Saisie des biens criminels : Le Mali approuve ses outils de récupération et envisage la confiscation sans condamnation
Dans le cadre de l'activation de l’Agence de Récupération et de Gestion des Biens Saisis ou Confisqués (ARGASC), un atelier a été organisé par l'agence pour valider les outils de récupération et réfléchir à la mise en place de la confiscation sans condamnation pénale.
La cérémonie d’ouverture de cet atelier a été dirigée par Daouda Sissoko, conseiller technique au ministère de la Justice, en présence du directeur général d'ARGASC, Oumar Traore, et de Yahya Amadou BA, représentant du PNUD au Mali.
Durant deux jours, les principaux intervenants de la chaîne pénale se sont réunis pour approuver des outils pratiques et efficaces pour la récupération et la gestion des biens saisis ou confisqués, tout en explorant en profondeur l'application de la confiscation sans condamnation pénale, récemment introduite par la loi n°2024-027.

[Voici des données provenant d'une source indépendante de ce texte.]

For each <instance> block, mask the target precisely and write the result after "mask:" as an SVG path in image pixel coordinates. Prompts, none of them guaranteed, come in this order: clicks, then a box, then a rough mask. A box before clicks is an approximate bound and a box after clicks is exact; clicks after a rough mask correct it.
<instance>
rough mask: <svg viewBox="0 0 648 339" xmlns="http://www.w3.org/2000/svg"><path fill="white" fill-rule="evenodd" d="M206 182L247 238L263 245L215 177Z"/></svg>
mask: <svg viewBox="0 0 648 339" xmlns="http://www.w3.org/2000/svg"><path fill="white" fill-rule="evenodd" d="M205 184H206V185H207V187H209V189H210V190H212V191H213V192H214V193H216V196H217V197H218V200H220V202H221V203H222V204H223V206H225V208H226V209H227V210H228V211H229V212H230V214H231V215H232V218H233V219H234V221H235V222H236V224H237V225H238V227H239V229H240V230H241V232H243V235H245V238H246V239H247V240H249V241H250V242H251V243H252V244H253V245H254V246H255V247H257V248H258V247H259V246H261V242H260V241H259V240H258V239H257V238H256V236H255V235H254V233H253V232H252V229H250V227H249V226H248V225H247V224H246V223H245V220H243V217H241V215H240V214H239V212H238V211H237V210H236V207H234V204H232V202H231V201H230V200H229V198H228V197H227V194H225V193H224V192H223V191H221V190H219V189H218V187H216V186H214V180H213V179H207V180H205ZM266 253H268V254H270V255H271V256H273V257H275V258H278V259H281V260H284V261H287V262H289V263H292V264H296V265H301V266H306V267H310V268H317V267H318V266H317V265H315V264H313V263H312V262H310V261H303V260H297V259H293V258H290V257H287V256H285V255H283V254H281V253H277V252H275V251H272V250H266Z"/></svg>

Le représentant du PNUD a salué les récentes avancées législatives au Mali, incluant l'établissement d'un cadre légal permettant, dans certains cas, la confiscation sans condamnation pénale, voyant cela comme un atout supplémentaire dans la lutte contre l’impunité économique, en accord avec les normes internationales. Il a souligné que cet atelier fournirait aux magistrats, officiers de police judiciaire, greffiers et autres acteurs les outils nécessaires pour l'interception, la gestion et la restitution des biens criminels.
Le représentant du ministre a remercié le soutien constant du PNUD à travers le projet LUCCEI 2 aux structures engagées dans la lutte contre la corruption et la criminalité économique et financière, notamment l'ARGASC. Il a insisté sur l'importance pour l'ARGASC de renforcer la collaboration étroite avec les acteurs de la chaîne pénale, en particulier les magistrats et les services d’enquête, qui sont ses principaux fournisseurs de biens saisis ou confisqués. Il a encouragé les participants à des échanges engagés et constructifs.
Créée en 2022 à l'initiative du ministre de la Justice, l’ARGASC s’inscrit dans une démarche visant à moderniser et consolider les efforts pour combattre les crimes économiques et financiers, avec pour principal objectif la gestion des biens gelés, saisis ou confisqués.